The rate requests vary among carriers, as do the carriers’ approaches to completing the summary documents. The carriers maintain that because these rate filings propose new rates for new products, they do not propose any changes to rates. Nevertheless, because Marylanders who now are enrolled in products currently offered by these carriers will be directly affected by changes in product offerings and the rates for those products, the Maryland Insurance Administration (MIA) requested that the carriers attempt to estimate that impact in their summary documents. Two new carriers – All Savers Insurance Co. and Evergreen Health Cooperative − also plan to offer products through Maryland Health Connection, but do not have existing enrollees in the state who would be directly impacted by their rate requests.
By law, a carrier may not charge a premium for a health benefit plan unless and until the premium rate has been filing with and approved by the Maryland Insurance Commissioner. The Commissioner must disapprove or modify any premium rate filing where, based on statistical analysis and reasonable assumptions, the proposed rates appear to be inadequate, excessive in relationship to the benefits offered, or unfairly discriminatory. In July 2011, the U.S. Department of Health and Human Services determined Maryland's rate review process to be effective. That means that the federal government will defer to the MIA on rate decisions.

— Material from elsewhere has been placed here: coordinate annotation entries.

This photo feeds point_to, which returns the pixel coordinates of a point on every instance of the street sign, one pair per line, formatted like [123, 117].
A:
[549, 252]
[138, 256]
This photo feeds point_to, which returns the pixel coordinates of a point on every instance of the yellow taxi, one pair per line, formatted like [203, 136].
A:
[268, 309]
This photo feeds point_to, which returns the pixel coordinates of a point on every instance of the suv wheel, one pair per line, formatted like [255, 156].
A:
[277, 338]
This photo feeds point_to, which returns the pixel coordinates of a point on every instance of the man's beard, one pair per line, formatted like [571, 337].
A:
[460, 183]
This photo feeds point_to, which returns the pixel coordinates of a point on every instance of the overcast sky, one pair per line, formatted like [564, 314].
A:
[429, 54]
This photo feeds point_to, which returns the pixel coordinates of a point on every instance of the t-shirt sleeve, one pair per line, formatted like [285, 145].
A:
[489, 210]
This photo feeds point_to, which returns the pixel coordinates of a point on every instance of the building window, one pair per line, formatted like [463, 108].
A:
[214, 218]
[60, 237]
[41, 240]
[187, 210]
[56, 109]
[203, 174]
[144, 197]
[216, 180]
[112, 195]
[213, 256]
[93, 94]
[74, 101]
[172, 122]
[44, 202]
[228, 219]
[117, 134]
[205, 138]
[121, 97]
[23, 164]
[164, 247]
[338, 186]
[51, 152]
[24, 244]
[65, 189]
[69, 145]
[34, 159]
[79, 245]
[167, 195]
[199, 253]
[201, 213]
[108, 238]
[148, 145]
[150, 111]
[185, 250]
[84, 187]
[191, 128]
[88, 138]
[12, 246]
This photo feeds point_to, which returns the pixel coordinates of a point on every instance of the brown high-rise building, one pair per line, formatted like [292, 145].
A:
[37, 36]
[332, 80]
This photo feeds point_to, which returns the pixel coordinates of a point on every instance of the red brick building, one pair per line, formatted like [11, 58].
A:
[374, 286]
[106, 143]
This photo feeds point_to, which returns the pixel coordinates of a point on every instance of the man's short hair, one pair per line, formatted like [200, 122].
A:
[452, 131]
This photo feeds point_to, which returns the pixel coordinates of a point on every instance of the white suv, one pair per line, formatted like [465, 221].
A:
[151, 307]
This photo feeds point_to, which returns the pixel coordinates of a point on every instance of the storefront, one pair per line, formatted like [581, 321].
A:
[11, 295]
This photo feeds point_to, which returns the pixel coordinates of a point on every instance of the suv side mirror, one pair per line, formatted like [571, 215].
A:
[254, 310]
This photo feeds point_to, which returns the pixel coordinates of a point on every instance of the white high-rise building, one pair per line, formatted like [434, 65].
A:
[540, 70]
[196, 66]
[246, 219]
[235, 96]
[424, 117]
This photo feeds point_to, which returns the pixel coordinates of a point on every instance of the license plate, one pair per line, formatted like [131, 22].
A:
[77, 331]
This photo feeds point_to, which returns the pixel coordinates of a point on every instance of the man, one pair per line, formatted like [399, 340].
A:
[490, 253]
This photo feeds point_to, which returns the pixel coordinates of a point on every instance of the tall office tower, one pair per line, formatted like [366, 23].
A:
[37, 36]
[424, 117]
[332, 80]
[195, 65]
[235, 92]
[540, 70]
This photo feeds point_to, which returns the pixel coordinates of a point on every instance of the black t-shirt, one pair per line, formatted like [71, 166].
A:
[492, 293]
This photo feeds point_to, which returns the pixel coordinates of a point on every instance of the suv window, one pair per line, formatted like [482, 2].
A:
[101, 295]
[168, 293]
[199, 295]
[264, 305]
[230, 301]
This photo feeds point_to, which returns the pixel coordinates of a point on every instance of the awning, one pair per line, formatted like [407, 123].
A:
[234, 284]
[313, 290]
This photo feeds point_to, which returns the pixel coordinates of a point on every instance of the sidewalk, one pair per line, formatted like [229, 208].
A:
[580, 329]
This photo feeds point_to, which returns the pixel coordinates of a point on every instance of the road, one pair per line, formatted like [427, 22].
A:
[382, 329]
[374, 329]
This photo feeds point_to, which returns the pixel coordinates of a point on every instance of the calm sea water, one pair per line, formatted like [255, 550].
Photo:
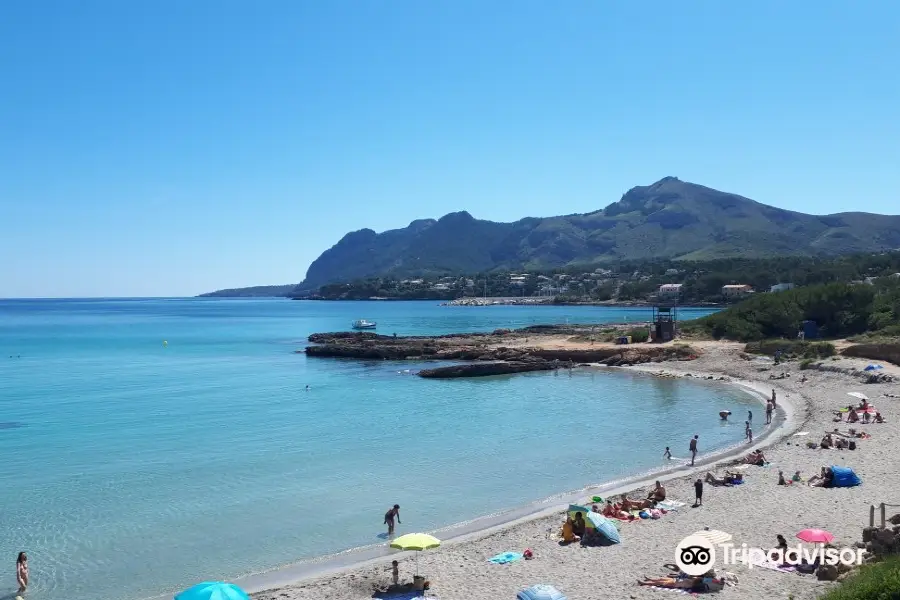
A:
[131, 468]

Maryland Insurance Commissioner Therese M. Goldsmith issued the following statement about the rate filings:
Today’s public release of information provides consumers an opportunity to review health insurance carriers' requests for premium rates. I want to stress that these rate filings reflect the carriers' requested rates. In Maryland, the premium rate a carrier requests is not always the rate that is granted.
Therese M. Goldsmith
The Maryland Insurance Administration conducts a stringent, thorough review of all health benefit plan rate filings. Actuaries at the MIA will test the carriers' assumptions and projections in these rate filings and perform extensive statistical analyses. After their review process is complete, the Office of the Chief Actuary will make a recommendation to me. Only those rates approved by the Commissioner may be charged to policyholders.
Consumers can review their carriers' requests on the MIA's website. The MIA is accepting public comments on these rate filings for the next 30 days. Those comments will be considered in the rate review process. The MIA expects decisions on these filings to be made in July.